Hasta Luego Leonard Cohen.
Como mucha de mi música favorita; aquella que me ha acompañado durante años enfundada en un abrazo en conjunto, conocí a Leonard Cohen en un viejo casete pirata que tenían mis hermanas entre sus álbumes, libros y fotografías cuando apenas me iba a entrar la pubertad; se trataba de su disco de éxitos de 1975. Y sí bien por esos años lo que yo buscaba era un sonido enérgico cargado de riffs ácidos de guitarra y potencia a lo más vil para -según mis creencias de entonces- alejarme de todo, no pude más que rendirme ante sus canciones casi a la primera escucha. En la aparente sencillez de las notas que brotaban de la bocina de la grabadora había una sazón de nostalgia, de sapiencia; ecos de experiencia brutal, de dolo y un apasionamiento por las espinas del amor. En los recovecos de su lirica comencé a conocer el serpenteante mundo de sentimientos al que me dirigía y en el que aún camino y aún me explicó ocasionalmente con sus frases. Fue él, pues, incluso antes que Dylan, quien me enseñó que no todo era experimentación en el mundo sonoro sino también contenido. No se trataba únicamente de sonar bien sino de decir algo, tener discurso y total franqueza.

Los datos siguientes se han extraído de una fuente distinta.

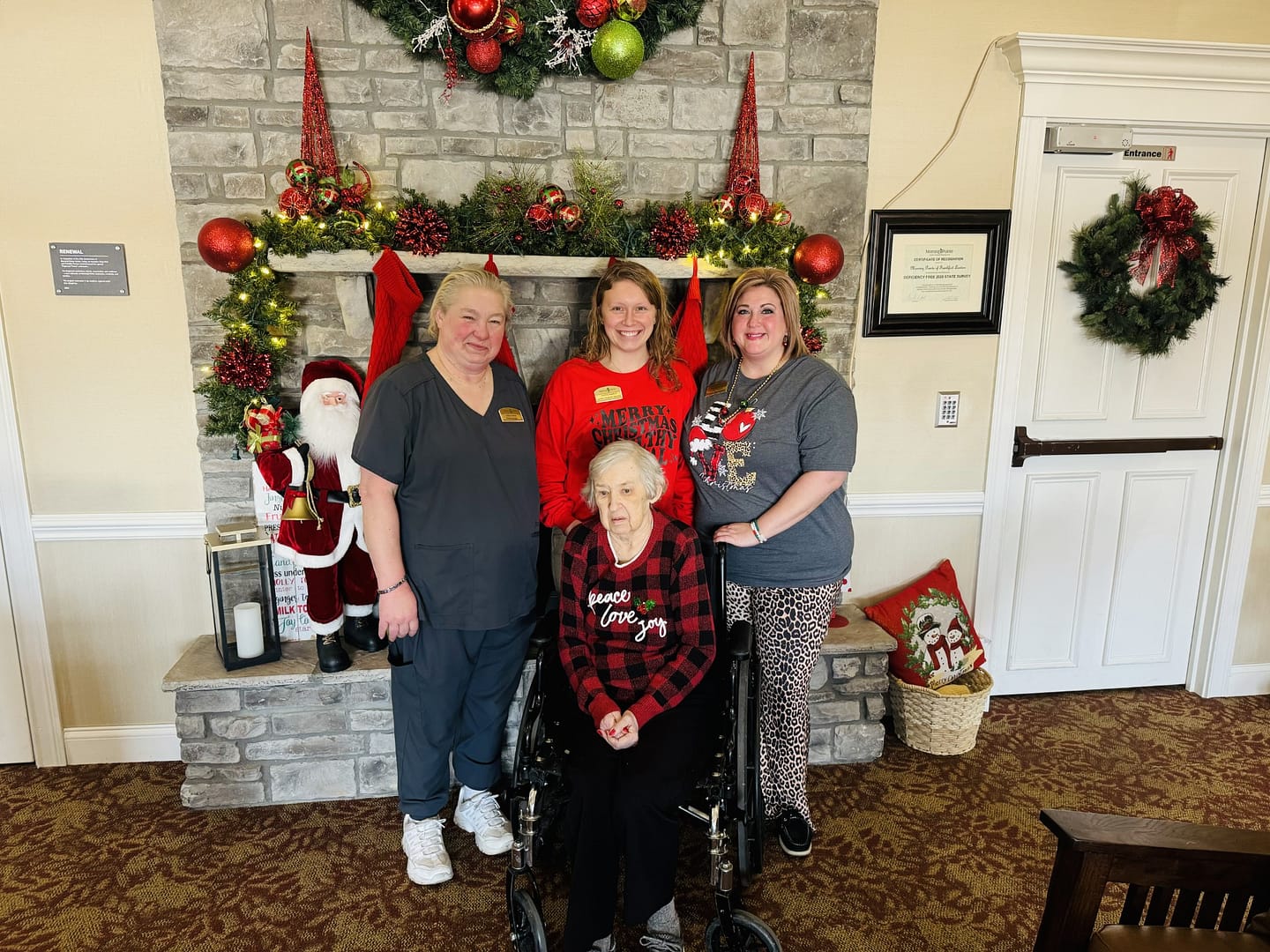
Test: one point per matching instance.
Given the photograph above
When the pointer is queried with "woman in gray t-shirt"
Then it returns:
(770, 444)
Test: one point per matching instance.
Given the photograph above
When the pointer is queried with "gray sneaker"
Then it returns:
(427, 859)
(481, 814)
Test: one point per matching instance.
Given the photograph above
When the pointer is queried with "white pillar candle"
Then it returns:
(248, 629)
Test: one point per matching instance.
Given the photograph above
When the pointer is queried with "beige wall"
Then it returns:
(927, 55)
(101, 385)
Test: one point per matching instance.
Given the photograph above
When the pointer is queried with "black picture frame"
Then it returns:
(949, 268)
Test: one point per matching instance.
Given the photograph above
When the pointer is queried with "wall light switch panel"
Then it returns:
(946, 409)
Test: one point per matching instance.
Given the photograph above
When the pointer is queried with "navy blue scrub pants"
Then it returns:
(625, 802)
(451, 689)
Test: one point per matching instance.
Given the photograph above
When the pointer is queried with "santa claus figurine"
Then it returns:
(322, 516)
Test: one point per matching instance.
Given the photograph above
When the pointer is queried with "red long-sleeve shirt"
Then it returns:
(585, 407)
(640, 636)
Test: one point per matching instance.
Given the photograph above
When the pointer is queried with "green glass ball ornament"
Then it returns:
(619, 49)
(630, 9)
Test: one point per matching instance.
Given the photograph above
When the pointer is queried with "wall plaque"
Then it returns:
(93, 271)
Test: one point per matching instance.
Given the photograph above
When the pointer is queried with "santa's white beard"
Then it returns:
(329, 432)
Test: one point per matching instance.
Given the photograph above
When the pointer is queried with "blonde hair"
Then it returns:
(460, 279)
(787, 292)
(661, 348)
(646, 467)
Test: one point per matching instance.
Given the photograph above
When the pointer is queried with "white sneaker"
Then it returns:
(478, 813)
(427, 859)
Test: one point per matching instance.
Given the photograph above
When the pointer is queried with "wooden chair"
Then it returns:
(1191, 886)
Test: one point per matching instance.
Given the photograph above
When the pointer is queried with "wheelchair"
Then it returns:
(727, 802)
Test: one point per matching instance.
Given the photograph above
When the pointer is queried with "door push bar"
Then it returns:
(1025, 446)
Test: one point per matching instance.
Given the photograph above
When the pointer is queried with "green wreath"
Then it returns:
(1106, 253)
(525, 63)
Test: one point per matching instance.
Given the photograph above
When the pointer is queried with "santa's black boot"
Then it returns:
(332, 655)
(362, 634)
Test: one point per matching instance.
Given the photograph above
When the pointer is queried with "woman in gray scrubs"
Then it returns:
(451, 516)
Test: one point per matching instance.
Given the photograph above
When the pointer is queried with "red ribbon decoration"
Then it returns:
(1166, 215)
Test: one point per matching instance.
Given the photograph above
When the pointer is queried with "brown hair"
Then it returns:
(461, 279)
(661, 348)
(785, 290)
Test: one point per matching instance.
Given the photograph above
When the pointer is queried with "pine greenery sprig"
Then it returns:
(525, 63)
(1099, 268)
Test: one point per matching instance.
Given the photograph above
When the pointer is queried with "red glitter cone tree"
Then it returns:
(315, 144)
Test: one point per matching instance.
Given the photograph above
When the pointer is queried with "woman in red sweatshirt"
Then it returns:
(624, 383)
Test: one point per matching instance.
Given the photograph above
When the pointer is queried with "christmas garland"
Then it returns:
(1113, 253)
(516, 213)
(510, 46)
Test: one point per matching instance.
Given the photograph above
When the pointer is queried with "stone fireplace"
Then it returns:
(233, 83)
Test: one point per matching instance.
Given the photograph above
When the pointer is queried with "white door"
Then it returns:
(14, 729)
(1102, 554)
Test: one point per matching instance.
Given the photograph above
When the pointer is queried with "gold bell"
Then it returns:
(302, 508)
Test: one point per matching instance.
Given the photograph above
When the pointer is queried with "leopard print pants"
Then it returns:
(788, 629)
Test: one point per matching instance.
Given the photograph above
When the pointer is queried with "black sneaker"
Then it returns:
(796, 834)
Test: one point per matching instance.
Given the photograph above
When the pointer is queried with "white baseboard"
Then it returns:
(72, 527)
(1249, 680)
(121, 744)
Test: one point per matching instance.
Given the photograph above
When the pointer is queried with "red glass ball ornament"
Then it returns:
(540, 217)
(592, 13)
(302, 173)
(512, 29)
(227, 244)
(818, 259)
(476, 19)
(569, 217)
(295, 201)
(753, 206)
(484, 55)
(725, 205)
(551, 196)
(630, 9)
(325, 198)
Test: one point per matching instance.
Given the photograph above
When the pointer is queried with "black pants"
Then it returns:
(625, 802)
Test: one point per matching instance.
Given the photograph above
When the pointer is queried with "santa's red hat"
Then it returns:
(326, 372)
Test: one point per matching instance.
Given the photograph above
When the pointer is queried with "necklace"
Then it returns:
(748, 401)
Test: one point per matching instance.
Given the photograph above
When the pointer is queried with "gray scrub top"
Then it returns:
(467, 493)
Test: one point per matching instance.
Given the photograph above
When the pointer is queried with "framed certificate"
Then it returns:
(935, 271)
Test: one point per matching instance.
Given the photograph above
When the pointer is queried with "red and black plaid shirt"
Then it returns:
(637, 637)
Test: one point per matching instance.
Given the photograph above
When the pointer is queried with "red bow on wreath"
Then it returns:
(1166, 215)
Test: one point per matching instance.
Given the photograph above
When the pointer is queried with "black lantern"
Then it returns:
(240, 573)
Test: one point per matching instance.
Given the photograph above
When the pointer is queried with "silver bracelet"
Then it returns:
(394, 587)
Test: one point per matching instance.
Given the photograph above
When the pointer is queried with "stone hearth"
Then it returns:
(286, 733)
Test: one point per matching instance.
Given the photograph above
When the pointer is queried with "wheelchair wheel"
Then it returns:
(528, 933)
(752, 936)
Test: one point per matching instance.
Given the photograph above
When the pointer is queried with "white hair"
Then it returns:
(646, 467)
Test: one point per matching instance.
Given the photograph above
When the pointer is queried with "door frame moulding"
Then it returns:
(43, 715)
(1180, 86)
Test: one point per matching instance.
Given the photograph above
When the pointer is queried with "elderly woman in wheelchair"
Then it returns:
(637, 636)
(624, 733)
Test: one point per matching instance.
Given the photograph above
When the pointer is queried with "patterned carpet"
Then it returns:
(915, 852)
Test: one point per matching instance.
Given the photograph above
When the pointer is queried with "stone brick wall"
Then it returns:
(233, 77)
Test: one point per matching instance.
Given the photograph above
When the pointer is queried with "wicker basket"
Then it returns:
(938, 724)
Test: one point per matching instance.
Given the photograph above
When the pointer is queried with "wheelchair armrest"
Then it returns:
(741, 641)
(545, 632)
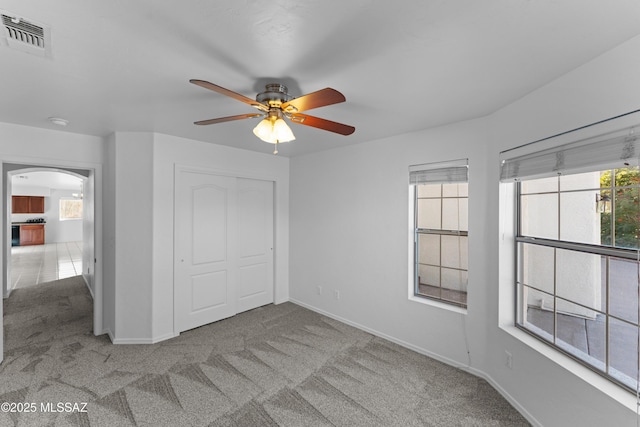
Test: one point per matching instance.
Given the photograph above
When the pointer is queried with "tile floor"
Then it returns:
(31, 265)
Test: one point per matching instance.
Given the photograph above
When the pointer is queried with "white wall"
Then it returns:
(350, 228)
(170, 151)
(129, 238)
(139, 249)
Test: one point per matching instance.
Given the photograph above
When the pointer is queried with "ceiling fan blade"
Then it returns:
(227, 119)
(316, 99)
(230, 93)
(323, 124)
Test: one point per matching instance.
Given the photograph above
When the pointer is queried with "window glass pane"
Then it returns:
(626, 176)
(451, 214)
(442, 256)
(579, 217)
(428, 275)
(623, 289)
(70, 209)
(627, 217)
(580, 181)
(582, 338)
(623, 352)
(454, 252)
(429, 249)
(604, 207)
(537, 269)
(542, 185)
(588, 300)
(450, 190)
(579, 279)
(429, 211)
(538, 320)
(463, 214)
(454, 279)
(429, 190)
(463, 189)
(539, 215)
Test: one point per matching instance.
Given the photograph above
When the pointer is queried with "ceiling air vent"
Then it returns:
(24, 31)
(26, 36)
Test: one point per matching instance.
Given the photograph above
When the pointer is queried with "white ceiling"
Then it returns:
(123, 65)
(46, 179)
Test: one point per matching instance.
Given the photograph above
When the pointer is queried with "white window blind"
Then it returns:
(613, 150)
(441, 172)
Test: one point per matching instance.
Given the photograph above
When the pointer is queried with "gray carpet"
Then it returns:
(273, 366)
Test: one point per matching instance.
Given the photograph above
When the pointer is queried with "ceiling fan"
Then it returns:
(275, 104)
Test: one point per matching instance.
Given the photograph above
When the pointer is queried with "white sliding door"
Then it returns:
(255, 243)
(224, 247)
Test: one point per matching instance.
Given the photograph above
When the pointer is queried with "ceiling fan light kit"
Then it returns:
(275, 104)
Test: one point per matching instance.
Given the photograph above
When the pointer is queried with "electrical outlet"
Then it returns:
(508, 360)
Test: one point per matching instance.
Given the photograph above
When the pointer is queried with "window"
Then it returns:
(70, 209)
(440, 201)
(577, 234)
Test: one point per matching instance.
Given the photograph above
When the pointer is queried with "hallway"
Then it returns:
(32, 265)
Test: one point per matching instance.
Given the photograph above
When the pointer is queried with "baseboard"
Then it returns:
(473, 371)
(154, 340)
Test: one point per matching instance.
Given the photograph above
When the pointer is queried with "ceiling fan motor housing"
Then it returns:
(274, 95)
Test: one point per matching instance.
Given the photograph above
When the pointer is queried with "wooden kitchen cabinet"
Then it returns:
(27, 204)
(31, 234)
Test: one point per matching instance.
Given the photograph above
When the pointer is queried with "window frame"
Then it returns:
(434, 173)
(603, 367)
(60, 209)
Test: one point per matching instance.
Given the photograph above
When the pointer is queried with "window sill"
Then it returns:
(438, 304)
(607, 387)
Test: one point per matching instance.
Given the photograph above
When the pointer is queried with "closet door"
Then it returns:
(255, 244)
(206, 266)
(223, 247)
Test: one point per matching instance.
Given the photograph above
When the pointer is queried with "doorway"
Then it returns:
(224, 247)
(91, 206)
(46, 227)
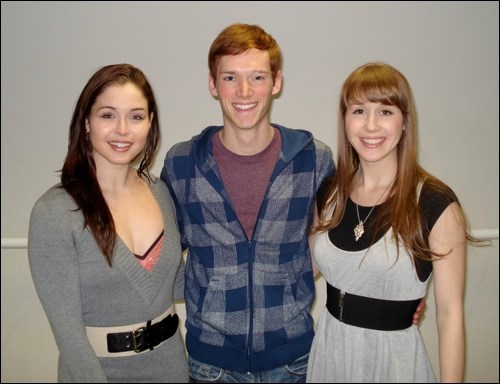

Aquel casete no sé si aún exista en alguna caja cargada de polvo en la casa donde crecí la mitad de mi vida; en realidad no recuerdo si logró superar el desgaste que le hice conocer aquellos días, meses y quizá años. Viendo hacia atrás, esas horas me parecen ahora un horizonte tan lejano como vasto el universo que me hizo conocer: sentimientos y emociones embotelladas al vacío del plástico, del laser y de la era digital. Enseñanza pura de que la belleza no es nunca una dama bien vestida sino una que disfruta de su desnudez para, de vez en cuando, violentarse y alzar la voz. Que señala con enojo y se ensucia sin apuros para acariciarte y mostrar al mundo valerosamente su llorosa mirada, su cansada fragancia y las marcadas cicatrices que le dejaron las jornadas de vida. La beldad como una catarsis repleta de elegancia.
Si bien no recurro tan a menudo a su discografía, cada que me regalo dicha oportunidad algo en el aire me respalda y me hace respirar de una manera bucólicamente honesta; me hace sentir acogedoramente simple, llano, solitario. Una sombra capaz de encontrarse la sonrisa entre las penas. Una carcajada repleta de las condenas que da la felicidad... Si bien el mundo de sus letras, de su narrativa, de sus encuentros y reencuentros han marcado a miles, a cada uno le ha creado su propia firma. Su propio sello con su propia tinta y su propio sabor. El mío no sonará del todo tan especial; se remonta y remontará siempre a ese casete viejo y pirata de mis hermanas en que le escuché por vez primera. Y es que a través de todo el paraje en que me ha acompañado indirectamente, no me queda más que aclararle a manera de despedida -ahora que tristemente nos ha dejado- que así como hizo a bien decir y cantar alguna vez, yo, como miles de sus seguidores, sólo he tratado a mi manera de ser siempre libre.